Unfortunately, the America I hope for is not yet a reality. Preferences as part of the college admissions process are a reality in America and have been for some time.

It is very rare to find a four-year college or university that has a truly open admissions policy. Most colleges have a well-known preference for students with higher test scores. Colleges often give preferential treatment to the relatives of alumni (known as legacies), prospective students from certain parts of the country or the world and athletes, for example.

Many of these preferences are readily accepted, even though each in its own way is a form of institutionalized discrimination. Yet, we hear very little about the weaknesses and bias that abound with these preferences; instead, the battleground is race. Ironically, however, a preference by race is one of the few we can really justify on the basis of educational value. This is the most compelling argument for recognizing race in the admissions process. (I recognize that the argument can also be supported on grounds of social justice, but that argument often leads to racial divisiveness.)

In recent years, there has been a plethora of empirical evidence to suggest that there is a strong positive relationship between diversity of all kinds and student learning. This evidence supports anecdotal reports by students that learning is enhanced when done in a diverse and integrated setting.

Race should be thoughtfully weighed, along with other preferences such as geographic origins and community involvement, so as to ensure a diverse class — without diminishing the importance of a student’s academic credentials.

Without such flexibility, universities are left with less effective so-called race-neutral alternatives (e.g., percentage plans, socioeconomic preferences), each of which is intended to diversify admissions by race, albeit indirectly.

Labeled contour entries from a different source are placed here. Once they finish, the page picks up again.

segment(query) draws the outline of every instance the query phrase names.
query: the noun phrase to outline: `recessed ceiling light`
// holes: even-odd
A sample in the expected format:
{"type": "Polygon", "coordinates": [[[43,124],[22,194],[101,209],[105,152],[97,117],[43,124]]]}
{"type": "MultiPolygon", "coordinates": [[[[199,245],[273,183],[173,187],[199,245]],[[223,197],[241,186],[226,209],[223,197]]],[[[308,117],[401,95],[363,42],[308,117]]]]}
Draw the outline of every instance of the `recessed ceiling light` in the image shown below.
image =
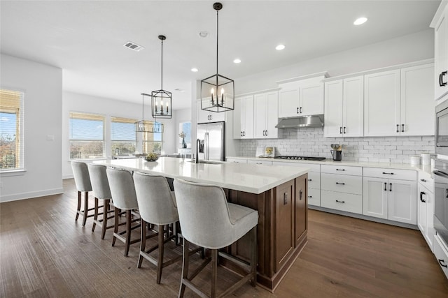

In fact, these race-neutral plans can have unintended discriminatory consequences.

For example, the most popular are the percentage plans, used in Texas and California, where a university agrees to accept a fixed percentage — the top 10 percent of all students graduating from all high schools in a state. For this method to work, you would have to assume that schools are largely segregated, are equally strong academically and have similar rigor in their academic offerings.

Common sense dictates that these assumptions are rarely true. Therefore, this method is unlikely to achieve true racial diversity and may also unfairly lock out otherwise bright students who fail to make the top 10 percent in academically rigorous schools while awarding achievement to those who make the top 10 percent in less academically rigorous systems.

In addition, the percentage plans are not applicable for admission to graduate and professional schools.

The University of Michigan cases before the Supreme Court are of primary importance to higher education and society in general. In fact, this may well be one of the most important social issues our country faces in the first decade of the 21st century.

My hope is that the public discourse on this important issue will be civil, thoughtful, fact-based and focused on the best way for our universities to achieve racial diversity and academic excellence.

I do not believe these goals are possible if race is ignored in admitting students to our institutions.

Scott S. Cowen is president of Tulane University. Writer’s Note: Tulane University is under the jurisdiction of the U.S. Fifth Circuit Court of Appeals, which ruled in the 1996 Hopwood vs. University of Texas case that race can be used by universities to remedy past discrimination but cannot be used as a factor in the university admission process to attain diversity.